Bismillah.
"Kita harus segera menyingkirkan Zea. Kamu tahu kan Vernando, Zea adalah penghalang terbesar untuk kita berdua. terutama aku!" Ucap seorang perempuan yang berpakaian lengkap bak seorang artis.
Dia memang artis, salah satu pemeran pratagonis disebuah chenel televisi yang sangat terkenal. Orang-orang mengenalnya dia adalah seorang yang baik, karena mereka melihat perannya yang begitu bagus.
Ini adalah salah satu alasan kenapa Zena sebagai saudara kandung Zea sangat membenci adik kembarnya itu.
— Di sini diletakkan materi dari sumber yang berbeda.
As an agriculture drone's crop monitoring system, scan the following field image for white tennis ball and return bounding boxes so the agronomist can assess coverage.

Menurut Zena, Zea telah merebut apa yang seharusnya menjadi miliknya. Tentu saja Zena iri pada Zea karena Zea selalu lebih unggul dari pada dirinya.
Zena ingin Zea lah yang berada dibawahnya, karena dia seorang kakak. Sampai laki-laki yang dia cintai juga menikahi Zea bukan dirinya.
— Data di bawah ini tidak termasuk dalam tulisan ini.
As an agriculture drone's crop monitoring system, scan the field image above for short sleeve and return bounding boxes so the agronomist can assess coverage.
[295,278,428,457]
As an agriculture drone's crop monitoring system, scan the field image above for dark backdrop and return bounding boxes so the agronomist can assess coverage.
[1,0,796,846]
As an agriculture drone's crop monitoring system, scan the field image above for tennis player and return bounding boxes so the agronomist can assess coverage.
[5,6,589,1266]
Akhirnya Zena berbuat gila dia berusaha merayu adik iparnya, pada akhirnya Vernando yang merupakan adik ipar Zena berselingkuh dengan dirinya yang merupakan kembaran istri Vernando sendiri. Jelas Vernando tergoda dengan Zena, karena dia adalah tipikal laki-laki buaya yang menyukai banyak wanita.
Perselingkuhan keduanya sudah berjalan selama 3 tahun dan Zea sama sekali tidak tahu, jika 3 tahun ini dia sudah dikhiananti oleh suami dan kembarannya sendiri.
Vernando menatap Zena sejenak, sambil menghela nafas pelan.
"Aku tau Zena, tapi kita harus mencari waktu yang tepat." Balas laki-laki yang kini tengah menatap lekat perempuan dihadapanya itu yang berstatus sebagai kakak iparnya dan juga selingkuhannya.
"Jadi menurutmu kita harus berbuat apa Vernando? Aku ingin cepat menyingkirkan Zea, karena lebih cepat lebih baik. Agar posisiku tidak selalu dipandang dibawa Zea dan kamu menjadi suamiku." Terang Zena bermaksud mengatakan keingiannya.
"Aku punya rencana, kita harus menjebak Zea agar kita bisa menyingkirkannya bukan dengan tangan kita langsung. Harus ada orang ketiga agar tidak ada yang mencurigai kita." Ujar Vernando tersenyum licik.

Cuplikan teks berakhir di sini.